Bo Fu posted on Monday, October 25, 2010 - 10:16 pm
May I ask about the correlation matrix in EFA? My data contains binary variables, multi-normial variables and continuous variables. I'm wondering, in EFA in MPlus, after I identify the categorical variables' group, how the correlation matrix constructed? by which correlation, (tetrachoric, polyserial, pearson, spearman)
The correlation matrix contains the correlations appropriate for the pair of variables involved, for example, tetrachoric for two binary, Pearson for two continuous, biserial for one binary and one continuous etc.
Bo Fu posted on Tuesday, October 26, 2010 - 1:25 am
Thank you so much!
And, what is used for between categorical and binary variable, categorical and continuous?
I think by categorical you mean ordered polytomous. A polytomous correlation is used for a binary and ordered polytomous variable. A biserial correlation is used for a continuous and ordered polytomous variable.
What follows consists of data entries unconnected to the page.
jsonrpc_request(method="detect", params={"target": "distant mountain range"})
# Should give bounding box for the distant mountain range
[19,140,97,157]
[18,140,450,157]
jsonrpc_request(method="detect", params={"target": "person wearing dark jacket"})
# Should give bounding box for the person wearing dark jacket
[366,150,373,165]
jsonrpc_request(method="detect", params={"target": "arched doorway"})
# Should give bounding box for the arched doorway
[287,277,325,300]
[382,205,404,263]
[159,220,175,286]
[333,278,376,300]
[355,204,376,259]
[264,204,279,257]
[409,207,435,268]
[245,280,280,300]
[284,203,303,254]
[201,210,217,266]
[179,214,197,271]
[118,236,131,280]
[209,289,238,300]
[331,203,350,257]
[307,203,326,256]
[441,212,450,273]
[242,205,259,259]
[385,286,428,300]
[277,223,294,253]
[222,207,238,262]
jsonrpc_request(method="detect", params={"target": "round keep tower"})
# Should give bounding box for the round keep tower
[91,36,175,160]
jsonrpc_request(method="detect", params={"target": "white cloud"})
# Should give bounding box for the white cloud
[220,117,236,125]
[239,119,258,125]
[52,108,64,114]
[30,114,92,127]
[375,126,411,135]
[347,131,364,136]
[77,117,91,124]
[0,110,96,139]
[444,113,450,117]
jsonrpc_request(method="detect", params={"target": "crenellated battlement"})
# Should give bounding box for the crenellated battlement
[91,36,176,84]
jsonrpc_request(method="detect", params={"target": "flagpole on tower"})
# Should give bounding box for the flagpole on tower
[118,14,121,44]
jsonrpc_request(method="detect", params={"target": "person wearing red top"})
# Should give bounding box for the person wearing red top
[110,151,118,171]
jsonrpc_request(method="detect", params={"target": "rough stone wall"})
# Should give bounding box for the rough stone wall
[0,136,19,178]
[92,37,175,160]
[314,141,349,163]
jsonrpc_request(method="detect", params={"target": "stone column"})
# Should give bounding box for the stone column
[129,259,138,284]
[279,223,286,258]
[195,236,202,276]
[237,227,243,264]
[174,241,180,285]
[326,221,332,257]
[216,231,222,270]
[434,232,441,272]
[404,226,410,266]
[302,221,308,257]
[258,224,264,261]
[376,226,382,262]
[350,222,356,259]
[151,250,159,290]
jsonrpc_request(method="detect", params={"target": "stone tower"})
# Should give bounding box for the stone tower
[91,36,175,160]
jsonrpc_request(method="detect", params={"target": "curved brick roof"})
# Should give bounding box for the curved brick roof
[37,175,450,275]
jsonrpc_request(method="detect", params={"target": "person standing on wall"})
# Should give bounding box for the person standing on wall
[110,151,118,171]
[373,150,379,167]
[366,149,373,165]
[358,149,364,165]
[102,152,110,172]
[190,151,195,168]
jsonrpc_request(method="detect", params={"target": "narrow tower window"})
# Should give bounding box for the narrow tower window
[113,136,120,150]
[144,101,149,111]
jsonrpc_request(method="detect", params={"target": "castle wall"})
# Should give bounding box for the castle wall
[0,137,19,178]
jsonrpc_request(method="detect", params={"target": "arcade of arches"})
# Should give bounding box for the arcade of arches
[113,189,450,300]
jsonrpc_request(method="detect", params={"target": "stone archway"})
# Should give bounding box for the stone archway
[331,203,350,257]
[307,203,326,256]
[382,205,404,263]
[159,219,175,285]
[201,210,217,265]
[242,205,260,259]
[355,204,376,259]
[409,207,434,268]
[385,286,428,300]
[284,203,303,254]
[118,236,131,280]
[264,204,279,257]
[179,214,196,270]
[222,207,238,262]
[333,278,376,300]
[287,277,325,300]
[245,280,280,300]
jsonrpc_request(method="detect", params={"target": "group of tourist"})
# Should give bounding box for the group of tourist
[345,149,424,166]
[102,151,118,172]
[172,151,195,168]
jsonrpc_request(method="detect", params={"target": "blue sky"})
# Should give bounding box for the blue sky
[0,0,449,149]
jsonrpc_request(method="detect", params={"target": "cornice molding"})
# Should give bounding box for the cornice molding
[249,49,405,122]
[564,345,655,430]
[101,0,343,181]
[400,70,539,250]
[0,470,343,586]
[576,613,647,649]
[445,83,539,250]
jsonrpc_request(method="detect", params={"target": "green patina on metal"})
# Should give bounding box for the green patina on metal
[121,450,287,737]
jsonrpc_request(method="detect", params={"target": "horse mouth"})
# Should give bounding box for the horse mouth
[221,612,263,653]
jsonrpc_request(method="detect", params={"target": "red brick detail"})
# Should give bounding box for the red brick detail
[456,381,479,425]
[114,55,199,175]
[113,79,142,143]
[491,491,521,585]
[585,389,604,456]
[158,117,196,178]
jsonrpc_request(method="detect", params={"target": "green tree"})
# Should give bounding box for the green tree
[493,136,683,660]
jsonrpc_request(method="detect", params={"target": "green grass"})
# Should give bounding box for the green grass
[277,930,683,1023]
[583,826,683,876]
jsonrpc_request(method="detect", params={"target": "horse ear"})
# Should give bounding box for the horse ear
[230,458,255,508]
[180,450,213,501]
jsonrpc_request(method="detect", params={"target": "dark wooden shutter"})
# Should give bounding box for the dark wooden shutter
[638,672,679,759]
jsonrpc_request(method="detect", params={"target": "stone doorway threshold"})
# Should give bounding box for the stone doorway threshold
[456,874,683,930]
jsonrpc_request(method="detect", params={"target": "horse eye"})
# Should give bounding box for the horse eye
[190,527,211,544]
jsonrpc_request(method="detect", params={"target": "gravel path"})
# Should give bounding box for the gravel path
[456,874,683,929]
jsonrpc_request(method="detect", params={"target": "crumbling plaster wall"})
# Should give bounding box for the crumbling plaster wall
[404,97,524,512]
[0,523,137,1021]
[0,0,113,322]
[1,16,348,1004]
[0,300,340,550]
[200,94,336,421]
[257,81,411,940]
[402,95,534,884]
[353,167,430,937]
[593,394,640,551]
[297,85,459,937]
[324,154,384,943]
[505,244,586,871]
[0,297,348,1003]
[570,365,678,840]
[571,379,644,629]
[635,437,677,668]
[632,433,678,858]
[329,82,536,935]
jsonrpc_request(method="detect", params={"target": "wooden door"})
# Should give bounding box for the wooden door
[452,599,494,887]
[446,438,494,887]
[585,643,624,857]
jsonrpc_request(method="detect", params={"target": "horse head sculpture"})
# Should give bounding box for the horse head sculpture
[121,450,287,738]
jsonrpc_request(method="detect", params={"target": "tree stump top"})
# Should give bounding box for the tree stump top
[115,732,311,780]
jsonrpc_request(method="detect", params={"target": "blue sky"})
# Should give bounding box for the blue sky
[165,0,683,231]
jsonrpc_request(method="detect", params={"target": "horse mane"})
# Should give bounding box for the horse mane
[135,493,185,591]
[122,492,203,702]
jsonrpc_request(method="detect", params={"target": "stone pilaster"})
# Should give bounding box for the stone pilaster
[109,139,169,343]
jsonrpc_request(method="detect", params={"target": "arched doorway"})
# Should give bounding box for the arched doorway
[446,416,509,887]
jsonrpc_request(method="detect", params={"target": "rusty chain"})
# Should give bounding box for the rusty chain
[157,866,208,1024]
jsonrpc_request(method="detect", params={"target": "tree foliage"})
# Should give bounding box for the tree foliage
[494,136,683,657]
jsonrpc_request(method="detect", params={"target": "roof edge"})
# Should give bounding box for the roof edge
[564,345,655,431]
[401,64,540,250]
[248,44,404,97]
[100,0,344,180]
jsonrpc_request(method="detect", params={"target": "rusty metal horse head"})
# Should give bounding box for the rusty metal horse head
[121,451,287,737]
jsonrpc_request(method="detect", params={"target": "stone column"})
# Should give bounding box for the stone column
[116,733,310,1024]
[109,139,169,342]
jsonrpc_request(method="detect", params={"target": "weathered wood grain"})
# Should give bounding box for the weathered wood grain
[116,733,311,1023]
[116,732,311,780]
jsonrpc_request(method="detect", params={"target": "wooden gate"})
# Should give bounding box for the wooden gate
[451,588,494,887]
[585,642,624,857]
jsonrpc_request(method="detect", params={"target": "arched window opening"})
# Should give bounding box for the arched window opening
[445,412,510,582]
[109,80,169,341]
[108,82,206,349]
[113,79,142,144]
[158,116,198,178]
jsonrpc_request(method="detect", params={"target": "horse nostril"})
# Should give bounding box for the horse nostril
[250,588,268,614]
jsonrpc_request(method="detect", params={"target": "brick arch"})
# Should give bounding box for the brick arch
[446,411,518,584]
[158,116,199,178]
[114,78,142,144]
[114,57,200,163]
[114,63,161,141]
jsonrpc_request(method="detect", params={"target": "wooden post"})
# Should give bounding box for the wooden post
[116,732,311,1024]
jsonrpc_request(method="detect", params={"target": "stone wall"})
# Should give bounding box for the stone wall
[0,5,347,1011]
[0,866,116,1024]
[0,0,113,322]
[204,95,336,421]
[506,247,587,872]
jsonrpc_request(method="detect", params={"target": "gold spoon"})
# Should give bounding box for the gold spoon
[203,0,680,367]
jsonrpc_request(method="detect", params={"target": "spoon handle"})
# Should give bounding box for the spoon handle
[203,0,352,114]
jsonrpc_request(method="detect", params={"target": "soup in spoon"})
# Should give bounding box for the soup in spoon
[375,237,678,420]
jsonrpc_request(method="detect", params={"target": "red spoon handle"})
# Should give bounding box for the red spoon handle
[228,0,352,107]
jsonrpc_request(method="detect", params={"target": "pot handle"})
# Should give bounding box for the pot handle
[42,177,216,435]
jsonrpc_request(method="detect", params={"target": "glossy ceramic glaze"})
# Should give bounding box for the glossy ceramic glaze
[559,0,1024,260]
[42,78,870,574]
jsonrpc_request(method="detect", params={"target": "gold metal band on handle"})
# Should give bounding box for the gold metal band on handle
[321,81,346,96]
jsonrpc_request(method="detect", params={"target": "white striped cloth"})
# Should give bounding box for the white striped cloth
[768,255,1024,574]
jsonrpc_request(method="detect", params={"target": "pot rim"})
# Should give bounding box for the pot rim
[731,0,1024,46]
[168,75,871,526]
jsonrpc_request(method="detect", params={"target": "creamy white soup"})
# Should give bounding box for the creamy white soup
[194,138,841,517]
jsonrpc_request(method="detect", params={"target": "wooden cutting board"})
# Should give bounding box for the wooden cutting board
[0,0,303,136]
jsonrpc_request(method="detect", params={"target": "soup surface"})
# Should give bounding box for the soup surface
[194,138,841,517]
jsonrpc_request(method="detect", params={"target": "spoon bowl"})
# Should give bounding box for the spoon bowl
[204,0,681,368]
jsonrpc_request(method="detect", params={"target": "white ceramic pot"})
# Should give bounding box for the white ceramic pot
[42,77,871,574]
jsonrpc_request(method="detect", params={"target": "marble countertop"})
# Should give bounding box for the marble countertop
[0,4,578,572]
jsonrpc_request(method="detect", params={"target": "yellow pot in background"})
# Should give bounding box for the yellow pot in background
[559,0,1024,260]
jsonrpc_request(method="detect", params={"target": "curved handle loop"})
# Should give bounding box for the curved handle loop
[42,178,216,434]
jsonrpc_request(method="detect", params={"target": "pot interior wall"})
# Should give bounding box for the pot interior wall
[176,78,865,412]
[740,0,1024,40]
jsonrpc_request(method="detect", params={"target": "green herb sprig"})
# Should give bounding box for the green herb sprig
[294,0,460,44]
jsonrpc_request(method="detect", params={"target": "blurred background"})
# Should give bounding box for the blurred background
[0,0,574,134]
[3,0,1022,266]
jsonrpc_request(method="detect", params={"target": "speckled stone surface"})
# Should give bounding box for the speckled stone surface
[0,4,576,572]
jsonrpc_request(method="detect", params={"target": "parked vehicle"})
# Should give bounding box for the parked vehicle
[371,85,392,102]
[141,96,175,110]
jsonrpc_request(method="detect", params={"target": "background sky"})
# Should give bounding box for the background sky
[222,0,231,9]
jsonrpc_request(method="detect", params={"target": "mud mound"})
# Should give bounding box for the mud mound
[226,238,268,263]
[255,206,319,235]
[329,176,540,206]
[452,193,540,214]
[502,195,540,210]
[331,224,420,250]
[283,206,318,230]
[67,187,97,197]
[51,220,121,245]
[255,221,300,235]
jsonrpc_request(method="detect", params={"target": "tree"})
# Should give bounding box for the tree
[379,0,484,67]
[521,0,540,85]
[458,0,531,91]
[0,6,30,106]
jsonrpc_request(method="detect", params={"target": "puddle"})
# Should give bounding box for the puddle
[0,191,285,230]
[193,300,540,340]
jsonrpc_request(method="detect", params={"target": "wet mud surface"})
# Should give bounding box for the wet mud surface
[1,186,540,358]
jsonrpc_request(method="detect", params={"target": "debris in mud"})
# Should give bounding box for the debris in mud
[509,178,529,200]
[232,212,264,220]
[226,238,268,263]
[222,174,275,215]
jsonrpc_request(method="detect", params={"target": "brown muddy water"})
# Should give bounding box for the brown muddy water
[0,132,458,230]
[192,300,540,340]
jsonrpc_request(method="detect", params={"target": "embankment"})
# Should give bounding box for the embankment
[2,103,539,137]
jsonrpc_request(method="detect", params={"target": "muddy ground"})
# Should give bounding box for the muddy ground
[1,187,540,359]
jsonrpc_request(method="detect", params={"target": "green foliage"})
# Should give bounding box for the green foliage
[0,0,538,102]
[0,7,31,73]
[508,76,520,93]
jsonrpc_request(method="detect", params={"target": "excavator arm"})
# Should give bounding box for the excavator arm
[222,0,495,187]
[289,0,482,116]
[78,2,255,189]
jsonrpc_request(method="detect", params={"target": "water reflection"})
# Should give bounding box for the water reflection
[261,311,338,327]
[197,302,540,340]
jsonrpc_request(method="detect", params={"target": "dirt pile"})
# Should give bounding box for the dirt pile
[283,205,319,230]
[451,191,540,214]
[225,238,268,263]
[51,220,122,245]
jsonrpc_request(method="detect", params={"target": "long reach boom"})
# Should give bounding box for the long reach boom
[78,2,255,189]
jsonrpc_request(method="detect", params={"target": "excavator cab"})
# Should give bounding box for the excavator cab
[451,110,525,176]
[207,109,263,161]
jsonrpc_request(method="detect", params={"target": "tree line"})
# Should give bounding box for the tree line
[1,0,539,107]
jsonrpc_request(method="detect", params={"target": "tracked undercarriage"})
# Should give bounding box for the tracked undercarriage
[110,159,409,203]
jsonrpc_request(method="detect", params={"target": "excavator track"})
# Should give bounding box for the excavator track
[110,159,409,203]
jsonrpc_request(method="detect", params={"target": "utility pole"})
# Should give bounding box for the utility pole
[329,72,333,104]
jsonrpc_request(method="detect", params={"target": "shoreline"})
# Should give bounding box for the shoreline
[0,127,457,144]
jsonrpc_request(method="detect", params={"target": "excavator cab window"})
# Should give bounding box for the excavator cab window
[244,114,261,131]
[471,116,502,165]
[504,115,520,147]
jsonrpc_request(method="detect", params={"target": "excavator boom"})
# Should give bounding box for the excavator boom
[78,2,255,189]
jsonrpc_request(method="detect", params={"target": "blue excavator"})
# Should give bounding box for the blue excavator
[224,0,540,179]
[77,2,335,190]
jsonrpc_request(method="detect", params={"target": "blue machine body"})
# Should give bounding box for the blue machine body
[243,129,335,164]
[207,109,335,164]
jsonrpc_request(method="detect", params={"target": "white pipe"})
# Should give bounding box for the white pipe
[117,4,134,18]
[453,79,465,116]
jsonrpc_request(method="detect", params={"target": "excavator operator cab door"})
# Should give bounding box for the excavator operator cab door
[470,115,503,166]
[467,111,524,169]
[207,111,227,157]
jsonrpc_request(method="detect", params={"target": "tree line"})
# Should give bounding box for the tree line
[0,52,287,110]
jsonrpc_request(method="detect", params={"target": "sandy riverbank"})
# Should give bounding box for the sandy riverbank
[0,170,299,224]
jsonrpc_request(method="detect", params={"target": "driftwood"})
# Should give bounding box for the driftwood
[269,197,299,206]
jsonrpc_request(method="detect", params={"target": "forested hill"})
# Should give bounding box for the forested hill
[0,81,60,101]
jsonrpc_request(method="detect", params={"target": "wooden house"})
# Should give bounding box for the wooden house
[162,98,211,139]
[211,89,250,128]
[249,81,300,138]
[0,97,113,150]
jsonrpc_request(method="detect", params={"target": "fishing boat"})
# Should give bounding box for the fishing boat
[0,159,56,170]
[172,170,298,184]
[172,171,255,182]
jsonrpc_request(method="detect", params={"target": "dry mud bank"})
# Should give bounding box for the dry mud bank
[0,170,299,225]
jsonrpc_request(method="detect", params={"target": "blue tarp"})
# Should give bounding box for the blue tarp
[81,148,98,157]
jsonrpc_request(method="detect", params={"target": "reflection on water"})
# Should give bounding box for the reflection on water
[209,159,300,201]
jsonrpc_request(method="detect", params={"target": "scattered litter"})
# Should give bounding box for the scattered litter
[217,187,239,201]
Bo Fu posted on Tuesday, October 26, 2010 - 4:30 pm
So, different types of correlations are in the correlation matrix, which is for EFA processing. Is that fair, or say appropriate for this analysis? Because, say variables A1, A2, B1, B2 and C1, C2, where
A1, A2: multilevel categorical; B1, B2: binary; C1, C2: continuous for the correlation matrix,
where rAB is for correlation between A and B. so, there is three types of correlations involved: 1) polytomous: rA1A2, rA1B1, rA1B2, rA2B1, rA2B2 2) tetrachoric: rB1B2 3) biserial: rA1C1, rA1C2, rA2C1, rA2C2, rB1C1, rB1C2, rB2C1, rB2C2 4) Pearson: rC1C2
Is it meaningful that one correlation matrix contains different correlation based on different criterion, to used as same scale values in EFA?